Green shag carpet. White ostrich pillows. A red velvet sofa. A white fur bed spread. A lamp covered in seashells. Mirrors everywhere. You can excuse some of the furniture and design as the taste of the times, but c'mon. The Jungle Room? His interior decorator must have been the parent of Doug from "Trading Spaces."
What interested me most on the tour were the sports items. "I like rugged sports -- as a man," Elvis says in a taped interview on the tour. "Boxing, football, karate, things like that.''
It shows. Elvis' karate outfit is on display, as are his black belts. So is the Elvis football uniform, complete with hip pants, that he used to wear while playing weekend pickup games with his entourage. Among Elvis' books on display are the Bible, Kahil Gibran's "The Prophet," "Siddartha," "Gods From Outer Space," "The Complete Book of Karate" and "The Illustrated History of Pro Football."
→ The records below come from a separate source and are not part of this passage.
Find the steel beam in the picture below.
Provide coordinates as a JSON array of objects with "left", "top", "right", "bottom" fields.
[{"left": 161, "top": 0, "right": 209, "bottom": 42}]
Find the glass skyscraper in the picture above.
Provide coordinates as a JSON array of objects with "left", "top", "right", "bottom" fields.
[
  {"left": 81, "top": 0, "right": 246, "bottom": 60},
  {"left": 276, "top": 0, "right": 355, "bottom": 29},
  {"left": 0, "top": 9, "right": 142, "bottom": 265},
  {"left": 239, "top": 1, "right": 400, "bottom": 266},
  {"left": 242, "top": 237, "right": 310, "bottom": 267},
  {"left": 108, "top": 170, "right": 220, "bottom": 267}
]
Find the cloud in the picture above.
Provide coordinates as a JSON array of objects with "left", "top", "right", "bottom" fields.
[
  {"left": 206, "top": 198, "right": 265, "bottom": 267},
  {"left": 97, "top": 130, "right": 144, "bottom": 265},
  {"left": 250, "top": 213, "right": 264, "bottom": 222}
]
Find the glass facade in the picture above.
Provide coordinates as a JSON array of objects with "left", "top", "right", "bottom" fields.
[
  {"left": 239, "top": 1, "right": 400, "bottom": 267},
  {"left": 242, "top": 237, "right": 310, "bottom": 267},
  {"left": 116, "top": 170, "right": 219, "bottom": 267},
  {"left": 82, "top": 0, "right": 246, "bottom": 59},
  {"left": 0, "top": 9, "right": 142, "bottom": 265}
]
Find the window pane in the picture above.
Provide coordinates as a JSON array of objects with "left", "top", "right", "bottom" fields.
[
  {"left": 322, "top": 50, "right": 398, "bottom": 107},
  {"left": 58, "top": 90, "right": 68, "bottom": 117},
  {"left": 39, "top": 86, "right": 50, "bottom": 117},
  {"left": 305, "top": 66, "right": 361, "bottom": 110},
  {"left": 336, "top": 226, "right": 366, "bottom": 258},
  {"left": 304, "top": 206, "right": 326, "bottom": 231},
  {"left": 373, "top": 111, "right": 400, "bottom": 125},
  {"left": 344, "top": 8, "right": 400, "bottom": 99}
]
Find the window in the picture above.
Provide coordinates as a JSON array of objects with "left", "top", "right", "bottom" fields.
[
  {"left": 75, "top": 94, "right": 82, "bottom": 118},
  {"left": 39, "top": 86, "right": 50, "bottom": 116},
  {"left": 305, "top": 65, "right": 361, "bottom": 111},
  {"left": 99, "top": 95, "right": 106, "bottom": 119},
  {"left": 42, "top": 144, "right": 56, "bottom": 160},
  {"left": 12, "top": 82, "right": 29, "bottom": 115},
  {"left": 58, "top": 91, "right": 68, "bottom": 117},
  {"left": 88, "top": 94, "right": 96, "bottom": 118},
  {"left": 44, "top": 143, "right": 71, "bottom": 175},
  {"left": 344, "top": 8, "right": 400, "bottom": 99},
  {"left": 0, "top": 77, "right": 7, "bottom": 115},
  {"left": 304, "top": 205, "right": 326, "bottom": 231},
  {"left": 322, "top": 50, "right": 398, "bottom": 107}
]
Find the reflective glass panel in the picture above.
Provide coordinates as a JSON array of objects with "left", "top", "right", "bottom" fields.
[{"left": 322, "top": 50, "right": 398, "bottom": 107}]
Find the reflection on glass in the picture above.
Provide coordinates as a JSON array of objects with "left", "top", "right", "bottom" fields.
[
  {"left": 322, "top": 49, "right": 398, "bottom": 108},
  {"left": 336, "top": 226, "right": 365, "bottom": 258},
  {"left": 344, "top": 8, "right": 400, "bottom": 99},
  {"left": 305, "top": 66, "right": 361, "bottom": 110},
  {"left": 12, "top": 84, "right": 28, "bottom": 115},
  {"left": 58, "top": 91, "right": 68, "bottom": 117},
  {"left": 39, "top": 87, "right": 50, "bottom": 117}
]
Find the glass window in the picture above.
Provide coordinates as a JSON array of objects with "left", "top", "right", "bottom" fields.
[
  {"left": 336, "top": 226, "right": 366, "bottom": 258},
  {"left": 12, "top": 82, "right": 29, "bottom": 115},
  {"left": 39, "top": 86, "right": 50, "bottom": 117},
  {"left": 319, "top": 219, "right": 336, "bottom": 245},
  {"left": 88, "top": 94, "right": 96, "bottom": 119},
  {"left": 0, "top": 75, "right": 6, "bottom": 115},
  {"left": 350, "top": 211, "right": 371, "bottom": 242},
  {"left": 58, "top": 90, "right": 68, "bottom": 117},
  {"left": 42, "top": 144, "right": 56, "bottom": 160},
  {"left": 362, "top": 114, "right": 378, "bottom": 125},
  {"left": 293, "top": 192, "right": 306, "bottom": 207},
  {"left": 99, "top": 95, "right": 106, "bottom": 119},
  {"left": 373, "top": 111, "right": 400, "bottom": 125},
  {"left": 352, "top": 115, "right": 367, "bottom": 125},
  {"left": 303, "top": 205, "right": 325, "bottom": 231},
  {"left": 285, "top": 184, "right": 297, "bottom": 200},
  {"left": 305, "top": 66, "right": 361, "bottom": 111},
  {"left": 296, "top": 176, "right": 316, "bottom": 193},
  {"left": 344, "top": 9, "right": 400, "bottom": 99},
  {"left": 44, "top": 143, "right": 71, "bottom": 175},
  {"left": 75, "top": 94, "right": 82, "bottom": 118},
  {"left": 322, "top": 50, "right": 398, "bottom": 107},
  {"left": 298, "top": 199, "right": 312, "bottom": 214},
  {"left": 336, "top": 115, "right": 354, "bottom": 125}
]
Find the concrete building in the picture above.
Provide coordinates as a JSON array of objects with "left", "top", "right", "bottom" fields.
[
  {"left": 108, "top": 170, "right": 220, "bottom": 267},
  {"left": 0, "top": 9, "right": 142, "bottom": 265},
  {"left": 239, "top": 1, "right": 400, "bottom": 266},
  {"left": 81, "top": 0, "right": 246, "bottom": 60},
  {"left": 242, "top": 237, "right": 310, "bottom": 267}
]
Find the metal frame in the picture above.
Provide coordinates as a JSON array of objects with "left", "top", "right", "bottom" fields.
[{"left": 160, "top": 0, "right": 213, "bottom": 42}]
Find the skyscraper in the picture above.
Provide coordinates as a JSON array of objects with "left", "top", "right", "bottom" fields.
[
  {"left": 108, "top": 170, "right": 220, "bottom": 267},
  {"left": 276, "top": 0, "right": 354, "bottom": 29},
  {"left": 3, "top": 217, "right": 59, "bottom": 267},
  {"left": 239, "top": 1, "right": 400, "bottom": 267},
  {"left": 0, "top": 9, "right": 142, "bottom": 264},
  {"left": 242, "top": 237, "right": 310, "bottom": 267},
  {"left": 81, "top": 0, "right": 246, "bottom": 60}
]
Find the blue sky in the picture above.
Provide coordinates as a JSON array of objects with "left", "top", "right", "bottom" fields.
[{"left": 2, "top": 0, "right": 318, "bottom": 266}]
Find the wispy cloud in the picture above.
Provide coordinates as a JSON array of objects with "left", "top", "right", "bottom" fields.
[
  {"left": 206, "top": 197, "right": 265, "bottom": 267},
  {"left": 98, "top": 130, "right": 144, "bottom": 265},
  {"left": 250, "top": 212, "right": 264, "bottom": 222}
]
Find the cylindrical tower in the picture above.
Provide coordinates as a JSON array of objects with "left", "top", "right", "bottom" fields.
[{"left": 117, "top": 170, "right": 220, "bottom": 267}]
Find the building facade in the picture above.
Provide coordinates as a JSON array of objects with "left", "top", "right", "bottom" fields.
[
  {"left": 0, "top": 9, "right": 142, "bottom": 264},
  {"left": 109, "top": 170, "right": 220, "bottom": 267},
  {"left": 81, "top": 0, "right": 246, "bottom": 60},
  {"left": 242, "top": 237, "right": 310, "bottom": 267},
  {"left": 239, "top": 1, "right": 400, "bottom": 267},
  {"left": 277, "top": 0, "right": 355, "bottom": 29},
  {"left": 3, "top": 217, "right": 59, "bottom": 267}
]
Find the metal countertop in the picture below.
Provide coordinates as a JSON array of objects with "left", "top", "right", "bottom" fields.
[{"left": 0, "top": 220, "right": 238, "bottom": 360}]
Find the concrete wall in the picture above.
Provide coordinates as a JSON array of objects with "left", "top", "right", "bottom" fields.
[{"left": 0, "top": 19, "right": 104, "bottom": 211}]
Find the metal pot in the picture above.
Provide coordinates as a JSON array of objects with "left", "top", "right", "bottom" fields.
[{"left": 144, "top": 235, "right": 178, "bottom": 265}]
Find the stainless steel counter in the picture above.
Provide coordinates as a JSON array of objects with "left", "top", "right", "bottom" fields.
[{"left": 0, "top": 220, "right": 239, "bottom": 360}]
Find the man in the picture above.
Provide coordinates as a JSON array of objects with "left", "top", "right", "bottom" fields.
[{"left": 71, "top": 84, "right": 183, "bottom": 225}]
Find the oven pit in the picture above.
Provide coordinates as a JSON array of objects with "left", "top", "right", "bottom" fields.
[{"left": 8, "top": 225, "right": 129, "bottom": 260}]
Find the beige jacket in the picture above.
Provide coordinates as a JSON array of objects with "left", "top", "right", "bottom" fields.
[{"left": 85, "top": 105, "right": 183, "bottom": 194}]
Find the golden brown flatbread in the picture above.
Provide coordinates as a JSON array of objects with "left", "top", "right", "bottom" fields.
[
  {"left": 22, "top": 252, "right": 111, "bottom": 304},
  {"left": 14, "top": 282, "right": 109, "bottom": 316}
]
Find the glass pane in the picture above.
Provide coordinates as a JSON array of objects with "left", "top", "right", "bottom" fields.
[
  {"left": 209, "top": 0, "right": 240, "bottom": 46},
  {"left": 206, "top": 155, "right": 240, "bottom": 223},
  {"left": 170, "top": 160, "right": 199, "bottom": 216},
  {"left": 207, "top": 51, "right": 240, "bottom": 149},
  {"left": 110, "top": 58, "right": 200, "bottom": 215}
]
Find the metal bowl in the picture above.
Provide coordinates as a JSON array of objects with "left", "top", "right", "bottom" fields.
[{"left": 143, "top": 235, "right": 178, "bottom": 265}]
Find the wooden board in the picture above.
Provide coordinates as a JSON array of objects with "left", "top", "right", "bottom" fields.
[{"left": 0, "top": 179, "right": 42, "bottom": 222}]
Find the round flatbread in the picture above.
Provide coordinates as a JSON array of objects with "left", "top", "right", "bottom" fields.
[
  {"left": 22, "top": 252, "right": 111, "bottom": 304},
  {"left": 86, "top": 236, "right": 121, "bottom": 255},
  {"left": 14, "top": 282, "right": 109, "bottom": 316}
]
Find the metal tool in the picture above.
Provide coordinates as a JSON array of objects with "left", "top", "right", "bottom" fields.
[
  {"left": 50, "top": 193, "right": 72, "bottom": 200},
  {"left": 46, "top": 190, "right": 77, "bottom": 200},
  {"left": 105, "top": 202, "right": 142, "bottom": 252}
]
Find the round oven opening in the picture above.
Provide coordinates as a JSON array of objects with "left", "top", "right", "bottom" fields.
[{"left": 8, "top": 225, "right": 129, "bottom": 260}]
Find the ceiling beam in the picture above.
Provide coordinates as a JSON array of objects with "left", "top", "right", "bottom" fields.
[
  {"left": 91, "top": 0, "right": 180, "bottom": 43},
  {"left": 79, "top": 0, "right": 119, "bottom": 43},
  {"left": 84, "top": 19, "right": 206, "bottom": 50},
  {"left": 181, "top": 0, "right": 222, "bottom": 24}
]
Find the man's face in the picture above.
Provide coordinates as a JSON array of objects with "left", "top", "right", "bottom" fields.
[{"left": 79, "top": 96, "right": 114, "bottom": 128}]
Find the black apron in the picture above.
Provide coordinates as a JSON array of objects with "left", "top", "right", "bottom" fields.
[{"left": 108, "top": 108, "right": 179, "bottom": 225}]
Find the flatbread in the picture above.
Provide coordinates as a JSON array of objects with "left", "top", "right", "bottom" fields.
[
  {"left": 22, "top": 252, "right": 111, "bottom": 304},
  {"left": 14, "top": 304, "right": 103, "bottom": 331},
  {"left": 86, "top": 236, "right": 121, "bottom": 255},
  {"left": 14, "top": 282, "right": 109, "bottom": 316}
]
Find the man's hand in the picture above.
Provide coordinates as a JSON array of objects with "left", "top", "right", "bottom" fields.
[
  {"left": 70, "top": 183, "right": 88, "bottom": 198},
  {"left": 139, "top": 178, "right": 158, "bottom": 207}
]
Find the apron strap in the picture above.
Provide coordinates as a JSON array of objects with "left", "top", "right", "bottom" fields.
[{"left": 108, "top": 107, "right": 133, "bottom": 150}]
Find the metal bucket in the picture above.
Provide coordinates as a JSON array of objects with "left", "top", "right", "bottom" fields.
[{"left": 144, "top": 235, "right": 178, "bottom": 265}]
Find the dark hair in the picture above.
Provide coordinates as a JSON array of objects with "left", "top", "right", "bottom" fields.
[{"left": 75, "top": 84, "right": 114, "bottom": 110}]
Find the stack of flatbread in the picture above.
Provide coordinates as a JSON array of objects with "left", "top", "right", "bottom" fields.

Most interesting of all, though, is the racquetball room where Elvis played that fateful day. Steve Rushin wrote in "Road Swing" that when he visited Graceland, the tour guide strongly implied it was overexertion from the racquetball game that killed Elvis, not the drug overdose.
That's just silly. Everyone knows racquetball didn't kill Elvis. It couldn't have.